According to the above processing, according to the operation of the fader of the multipurpose ch strip unit 130, the target parameter assigned to the ch strip including the fader can be edited according to the multipurpose layer. Also in this process, the CPU 11 functions as parameter editing means.

  When the fader level of the DCA group is changed by the processing in steps S142 and S146, the coefficients to be reflected in the signal processing of the DSP 16 change for all the channels belonging to the DCA group.
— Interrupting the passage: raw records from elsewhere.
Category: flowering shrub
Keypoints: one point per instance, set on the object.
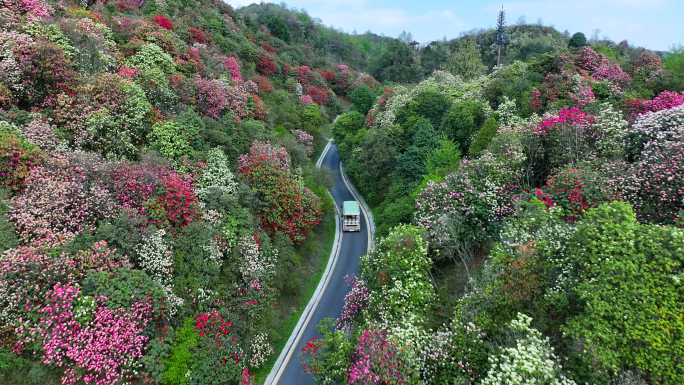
(234, 69)
(264, 155)
(306, 100)
(318, 96)
(288, 206)
(100, 351)
(530, 360)
(400, 266)
(63, 197)
(305, 139)
(197, 35)
(214, 97)
(262, 83)
(654, 185)
(266, 66)
(655, 132)
(17, 159)
(163, 22)
(42, 134)
(574, 190)
(174, 208)
(134, 183)
(457, 352)
(377, 359)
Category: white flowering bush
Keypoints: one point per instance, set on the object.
(529, 360)
(398, 269)
(155, 257)
(611, 132)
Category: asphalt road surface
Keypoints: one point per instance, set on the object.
(352, 246)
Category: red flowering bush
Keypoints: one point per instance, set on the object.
(266, 66)
(287, 206)
(262, 83)
(318, 96)
(328, 76)
(197, 35)
(163, 22)
(377, 359)
(575, 191)
(176, 207)
(233, 68)
(17, 159)
(132, 184)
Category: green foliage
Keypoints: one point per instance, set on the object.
(629, 278)
(333, 354)
(484, 137)
(432, 105)
(577, 40)
(397, 274)
(466, 61)
(443, 160)
(462, 121)
(8, 239)
(362, 98)
(279, 29)
(674, 61)
(152, 59)
(173, 139)
(312, 119)
(180, 354)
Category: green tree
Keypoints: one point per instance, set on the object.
(462, 121)
(578, 40)
(484, 136)
(466, 60)
(312, 119)
(363, 98)
(500, 37)
(674, 61)
(629, 281)
(279, 29)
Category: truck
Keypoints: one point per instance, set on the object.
(351, 216)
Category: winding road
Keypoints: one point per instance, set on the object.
(329, 297)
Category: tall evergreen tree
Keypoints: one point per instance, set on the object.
(500, 38)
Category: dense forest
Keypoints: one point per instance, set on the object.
(162, 219)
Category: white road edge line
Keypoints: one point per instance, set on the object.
(304, 319)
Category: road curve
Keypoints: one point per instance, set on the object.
(288, 369)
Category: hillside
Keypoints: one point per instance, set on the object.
(162, 219)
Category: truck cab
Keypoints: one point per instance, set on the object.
(351, 216)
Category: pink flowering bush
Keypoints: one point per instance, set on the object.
(97, 351)
(132, 184)
(305, 139)
(176, 206)
(215, 97)
(378, 359)
(455, 353)
(653, 186)
(655, 132)
(64, 196)
(17, 159)
(163, 22)
(575, 191)
(233, 68)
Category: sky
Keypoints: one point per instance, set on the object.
(653, 24)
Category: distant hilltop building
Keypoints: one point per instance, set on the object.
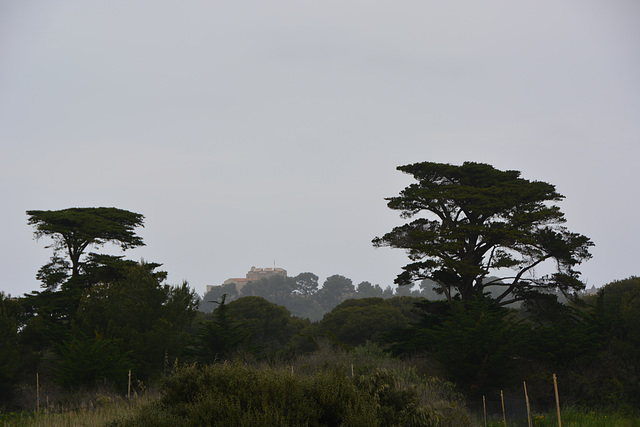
(253, 275)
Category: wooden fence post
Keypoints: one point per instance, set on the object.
(484, 408)
(504, 414)
(526, 396)
(37, 392)
(555, 386)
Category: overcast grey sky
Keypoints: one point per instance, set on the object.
(256, 132)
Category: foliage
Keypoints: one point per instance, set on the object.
(305, 284)
(219, 337)
(477, 219)
(84, 362)
(335, 290)
(147, 317)
(356, 321)
(234, 394)
(272, 326)
(477, 343)
(73, 230)
(9, 354)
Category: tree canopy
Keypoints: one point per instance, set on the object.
(474, 220)
(73, 230)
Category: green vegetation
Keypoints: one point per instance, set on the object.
(287, 351)
(474, 220)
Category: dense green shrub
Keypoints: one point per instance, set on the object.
(234, 394)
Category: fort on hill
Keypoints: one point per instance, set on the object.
(253, 275)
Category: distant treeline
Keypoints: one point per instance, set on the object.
(303, 296)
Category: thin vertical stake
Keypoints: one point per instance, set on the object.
(555, 386)
(37, 391)
(526, 396)
(504, 414)
(484, 407)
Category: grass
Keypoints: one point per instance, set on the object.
(575, 417)
(103, 412)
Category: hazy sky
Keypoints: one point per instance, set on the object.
(256, 132)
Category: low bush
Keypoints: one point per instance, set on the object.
(235, 394)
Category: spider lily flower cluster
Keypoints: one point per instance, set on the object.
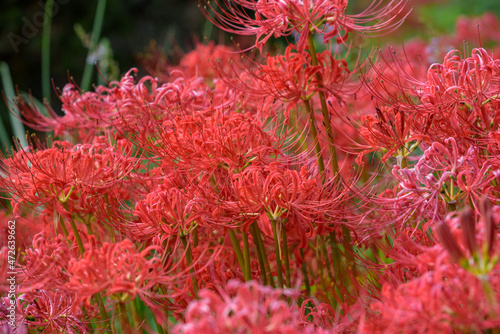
(280, 194)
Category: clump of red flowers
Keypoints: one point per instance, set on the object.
(277, 193)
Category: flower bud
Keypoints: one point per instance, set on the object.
(449, 242)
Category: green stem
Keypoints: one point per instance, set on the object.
(237, 249)
(96, 32)
(304, 273)
(277, 251)
(189, 259)
(63, 228)
(77, 236)
(195, 236)
(124, 319)
(10, 97)
(102, 311)
(246, 249)
(317, 146)
(254, 231)
(262, 249)
(286, 256)
(324, 109)
(490, 296)
(346, 233)
(325, 256)
(47, 23)
(135, 316)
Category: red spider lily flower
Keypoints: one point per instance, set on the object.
(431, 186)
(243, 307)
(68, 177)
(295, 198)
(204, 144)
(290, 79)
(430, 295)
(282, 17)
(458, 99)
(46, 263)
(54, 311)
(167, 213)
(6, 320)
(117, 269)
(390, 133)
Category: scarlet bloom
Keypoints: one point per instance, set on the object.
(243, 308)
(282, 17)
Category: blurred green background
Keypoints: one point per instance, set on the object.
(129, 26)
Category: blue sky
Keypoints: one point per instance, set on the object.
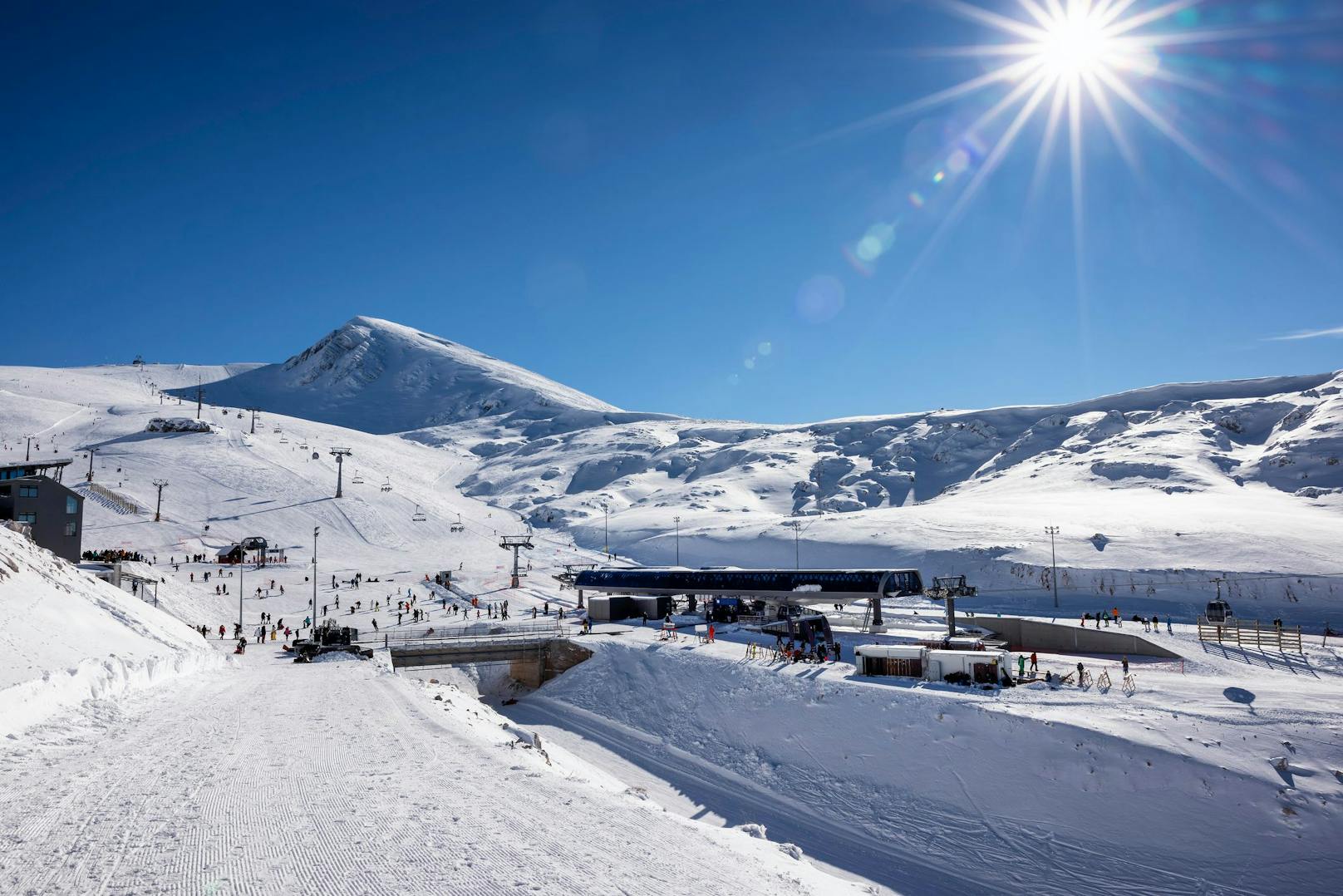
(647, 202)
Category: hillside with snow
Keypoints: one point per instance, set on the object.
(1157, 490)
(379, 377)
(67, 637)
(774, 776)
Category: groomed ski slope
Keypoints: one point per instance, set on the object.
(340, 778)
(931, 789)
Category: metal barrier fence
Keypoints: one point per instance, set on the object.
(1251, 634)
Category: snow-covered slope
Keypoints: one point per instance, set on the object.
(381, 377)
(1153, 488)
(67, 637)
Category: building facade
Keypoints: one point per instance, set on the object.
(54, 512)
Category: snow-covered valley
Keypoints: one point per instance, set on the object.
(144, 758)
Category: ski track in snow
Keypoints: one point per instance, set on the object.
(332, 778)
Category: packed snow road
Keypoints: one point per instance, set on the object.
(337, 778)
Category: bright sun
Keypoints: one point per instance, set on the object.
(1075, 45)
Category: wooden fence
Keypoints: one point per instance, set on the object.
(1251, 633)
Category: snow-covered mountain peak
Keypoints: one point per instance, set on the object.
(381, 377)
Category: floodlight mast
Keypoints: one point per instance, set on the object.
(340, 455)
(160, 485)
(1053, 562)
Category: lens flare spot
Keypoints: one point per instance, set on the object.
(821, 298)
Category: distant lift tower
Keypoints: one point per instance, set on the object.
(514, 543)
(340, 455)
(950, 588)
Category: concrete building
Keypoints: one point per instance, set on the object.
(52, 512)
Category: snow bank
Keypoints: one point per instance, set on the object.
(66, 637)
(902, 784)
(176, 425)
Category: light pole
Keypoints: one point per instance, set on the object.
(316, 529)
(160, 485)
(1053, 560)
(797, 542)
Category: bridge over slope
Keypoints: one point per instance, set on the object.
(532, 653)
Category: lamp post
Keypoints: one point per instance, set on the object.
(606, 529)
(160, 485)
(1053, 560)
(316, 531)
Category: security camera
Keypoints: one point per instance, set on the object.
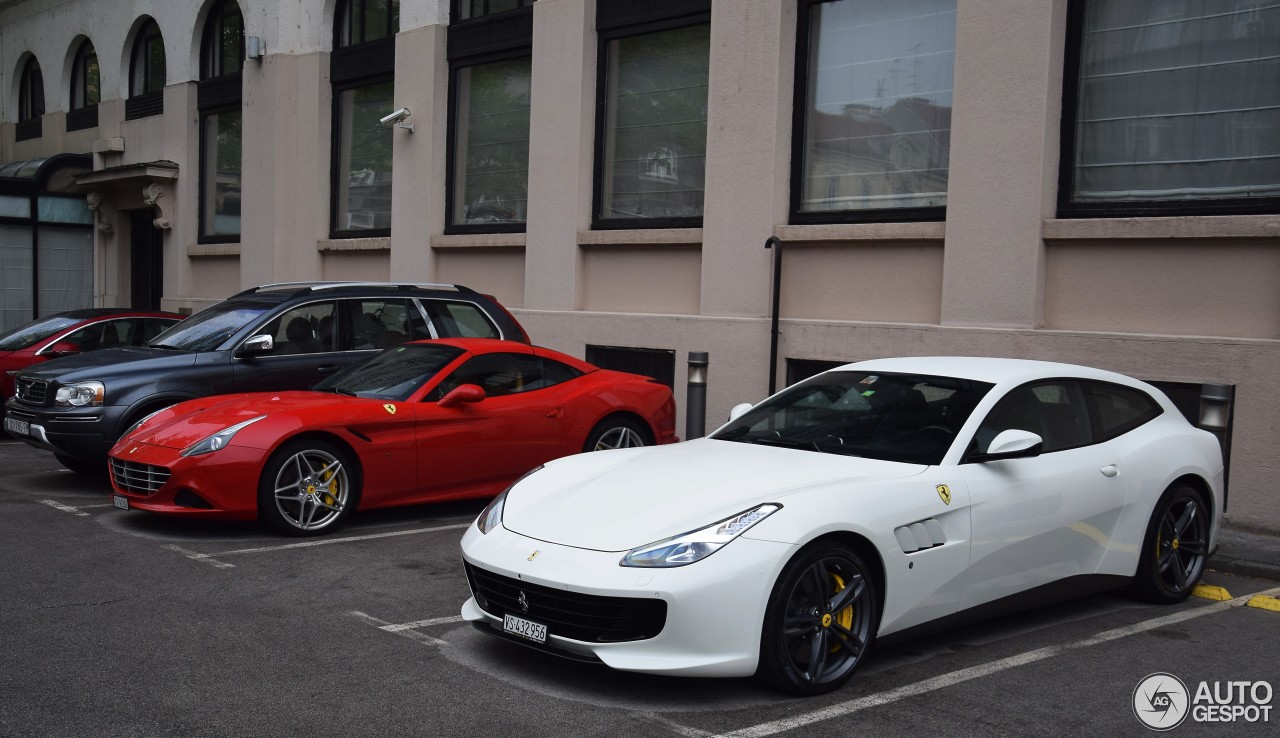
(400, 115)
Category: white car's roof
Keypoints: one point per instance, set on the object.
(990, 370)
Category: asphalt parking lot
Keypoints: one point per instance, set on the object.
(119, 623)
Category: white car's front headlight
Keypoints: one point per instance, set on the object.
(492, 514)
(696, 545)
(210, 444)
(81, 395)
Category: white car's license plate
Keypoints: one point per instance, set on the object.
(535, 632)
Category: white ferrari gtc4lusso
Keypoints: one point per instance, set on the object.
(864, 502)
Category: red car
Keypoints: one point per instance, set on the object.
(76, 331)
(424, 421)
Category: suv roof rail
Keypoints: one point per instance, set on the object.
(320, 285)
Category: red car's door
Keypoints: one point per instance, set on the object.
(479, 448)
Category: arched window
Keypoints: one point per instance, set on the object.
(219, 96)
(31, 95)
(362, 72)
(146, 73)
(85, 77)
(223, 50)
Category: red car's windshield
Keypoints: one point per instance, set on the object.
(33, 333)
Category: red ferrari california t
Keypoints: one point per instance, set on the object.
(424, 421)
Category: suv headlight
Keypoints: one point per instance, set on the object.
(210, 444)
(81, 395)
(696, 545)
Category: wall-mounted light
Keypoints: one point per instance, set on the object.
(397, 119)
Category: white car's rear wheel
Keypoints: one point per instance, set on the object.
(819, 622)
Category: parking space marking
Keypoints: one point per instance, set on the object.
(984, 669)
(199, 557)
(58, 505)
(405, 629)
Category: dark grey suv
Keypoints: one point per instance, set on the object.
(278, 337)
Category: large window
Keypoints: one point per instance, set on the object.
(86, 88)
(1173, 106)
(652, 159)
(362, 69)
(220, 123)
(146, 73)
(489, 92)
(873, 110)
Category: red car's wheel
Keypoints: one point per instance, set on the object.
(307, 487)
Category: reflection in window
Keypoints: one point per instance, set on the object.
(222, 170)
(492, 142)
(364, 197)
(86, 81)
(656, 124)
(877, 105)
(1178, 101)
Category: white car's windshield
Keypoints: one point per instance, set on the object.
(909, 418)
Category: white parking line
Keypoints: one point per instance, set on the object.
(58, 505)
(982, 670)
(406, 629)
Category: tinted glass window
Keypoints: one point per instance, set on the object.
(1055, 411)
(909, 418)
(460, 320)
(498, 374)
(1120, 408)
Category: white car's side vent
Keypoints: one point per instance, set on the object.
(919, 536)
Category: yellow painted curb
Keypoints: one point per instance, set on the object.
(1211, 592)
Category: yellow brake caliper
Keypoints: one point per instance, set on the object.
(845, 617)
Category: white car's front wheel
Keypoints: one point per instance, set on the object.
(819, 622)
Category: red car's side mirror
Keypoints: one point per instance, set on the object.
(62, 348)
(462, 394)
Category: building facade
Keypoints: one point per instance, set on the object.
(1074, 180)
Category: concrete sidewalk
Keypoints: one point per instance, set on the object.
(1247, 554)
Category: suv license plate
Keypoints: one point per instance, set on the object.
(535, 632)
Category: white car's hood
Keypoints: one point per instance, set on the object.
(621, 499)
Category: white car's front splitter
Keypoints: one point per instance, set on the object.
(714, 606)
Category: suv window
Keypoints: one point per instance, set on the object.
(1120, 408)
(460, 320)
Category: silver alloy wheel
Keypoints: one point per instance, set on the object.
(618, 438)
(311, 490)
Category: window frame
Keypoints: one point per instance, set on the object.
(799, 127)
(606, 36)
(1069, 209)
(474, 42)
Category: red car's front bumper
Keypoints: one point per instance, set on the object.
(219, 486)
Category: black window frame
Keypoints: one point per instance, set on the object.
(353, 65)
(83, 115)
(1066, 207)
(472, 42)
(799, 125)
(150, 99)
(216, 95)
(621, 19)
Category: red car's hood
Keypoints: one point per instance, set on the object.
(192, 421)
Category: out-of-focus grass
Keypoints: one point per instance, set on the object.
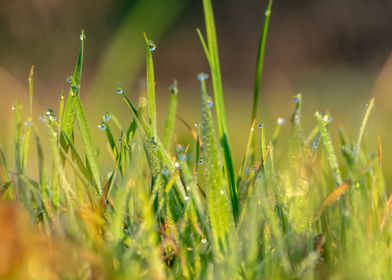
(302, 203)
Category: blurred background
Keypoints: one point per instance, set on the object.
(336, 53)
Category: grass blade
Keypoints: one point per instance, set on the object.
(333, 161)
(219, 214)
(213, 60)
(152, 114)
(369, 109)
(260, 61)
(171, 116)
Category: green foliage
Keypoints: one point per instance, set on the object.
(296, 213)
Therefore, in this case, the CPU 11 of each digital mixer that has changed the fader level of the DCA group performs the processing shown in FIG. 16 for all the channels belonging to the DCA group, and follows the changed fader level value. Reset the coefficients to DSP.

This is the end of the description of this embodiment, but it goes without saying that the system configuration, apparatus configuration, data configuration, specific processing contents, and the like are not limited to those described in the above-described embodiment.
For example, it goes without saying that the number, type, function, and the like of channels and buses provided in each digital mixer are not limited to those of the above-described embodiment. The same applies to the number and function of ch strip portions provided in the operation panel and the number of ch strips provided in each ch strip portion. Regarding the number of cascade buses, the example in which the same number of mixing buses is provided for each type of mixing bus has been described. However, the number of cascade buses is not limited to this, and may be more or less than the number of mixing buses.
Further, as a correspondence relationship between the mixing bus and the cascade bus, a predetermined relationship may be used instead of the one set by the user on the screen of FIG.

Further, the number of input channels and output channels does not necessarily have to be common among the digital mixers constituting the mixer system.
If the number of channels is different between one mixer and another mixer, when the editing target device is switched, the channel assigned to the channel strip does not exist in the switched mixer or the selected layer is It may be possible that the mixer does not exist after switching. However, for the channel strip where a non-existent channel is assigned or the channel strip portion where a non-existent layer is selected, the parameter corresponding to the operation of the operator is set as in the case where no channel is assigned. If the value is not changed, there will be no problem in operation. In addition, instead of a non-existing channel or layer, another channel or layer existing in the editing target device may be automatically selected, or selection of a channel or layer before switching may be maintained.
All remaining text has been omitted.